After attempting to get the most recent Bonetti woman, Raina, to turn my witness, and failing miserably, I know I’m going to have to get my hands dirty. I blow out an agitated breath, as I thumb through the contents of the folder with my evidence on the Bonetti brothers, or lack thereof. This is why I needed her. I don’t have shit. They’ve covered their tracks well. Raina Abruzzo was on board until she wasn’t.
She fell in love with one of my four targets, refusing to give me anything further. It would’ve been easy for her to get what I need, with her living inside Kage Bonetti’s home. Too easy.
By now, I’ve made my presence clear. I’ve tried to get one of their own to my side, and shown my face at Bones Bonetti’s house, but I’m confident he didn’t recognize me.
They have three warehouses that I’ve discovered, but I know there are more. I want to know where the weapons are. If we can get an indictment, it will lead the way to searching their various properties. Then a superseding indictment will follow, and we can use everything we find to nail their asses to the wall. Life in prison is not good enough for the Bonetti brothers. I’d prefer death sentences, but I’ll settle for seeing them behind bars, for the rest of their natural lives. The man I’d really like to see rot is dead, so his sons will have to do.
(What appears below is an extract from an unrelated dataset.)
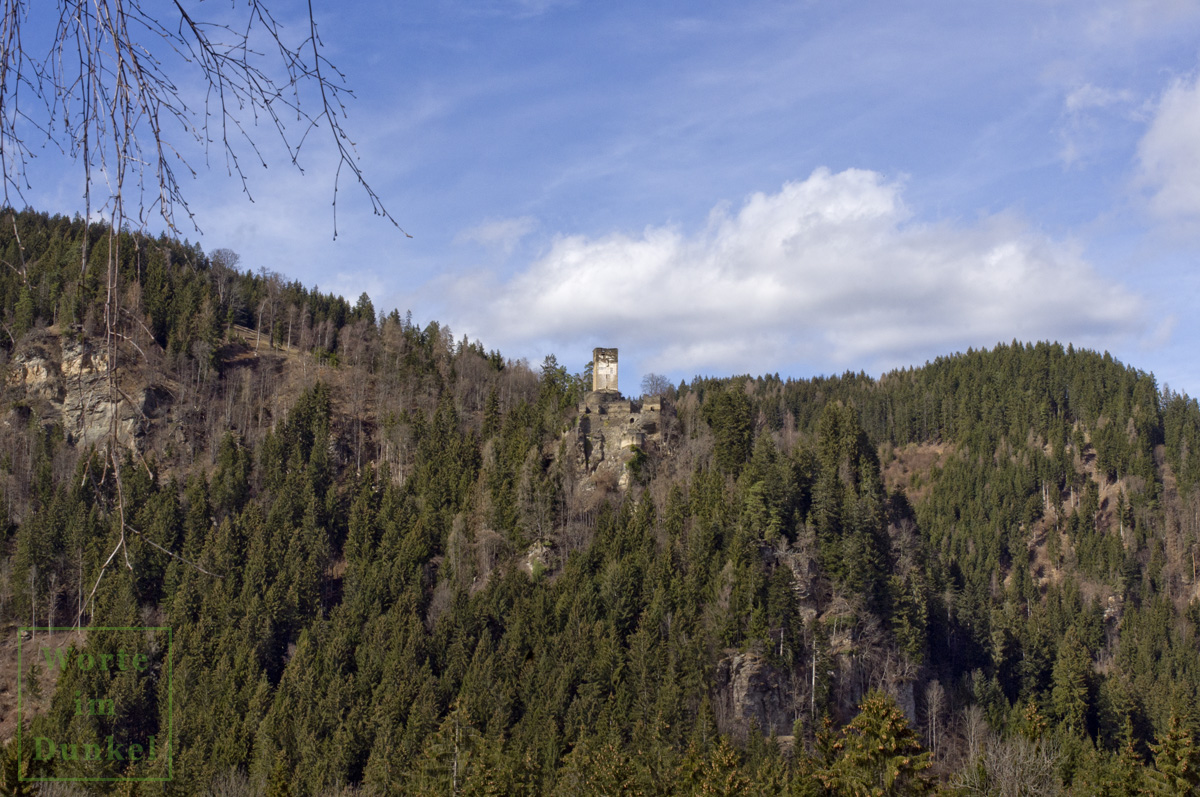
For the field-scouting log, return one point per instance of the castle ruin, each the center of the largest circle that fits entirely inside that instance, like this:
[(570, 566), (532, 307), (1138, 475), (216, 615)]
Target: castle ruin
[(604, 370), (612, 430)]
Theo comes into my office with an iced coffee in his hand, and a smile on his face.
He hands me the drink, and I smile my thanks, but it’s not sincere. Like all men, his kindness has ulterior motives. Call me jaded, but I did not get here on my own, I had a lot of help along the way.
“Dinner tonight?” He asks, his voice dripping with mock sweetness, as he nearly begs me with his gaze.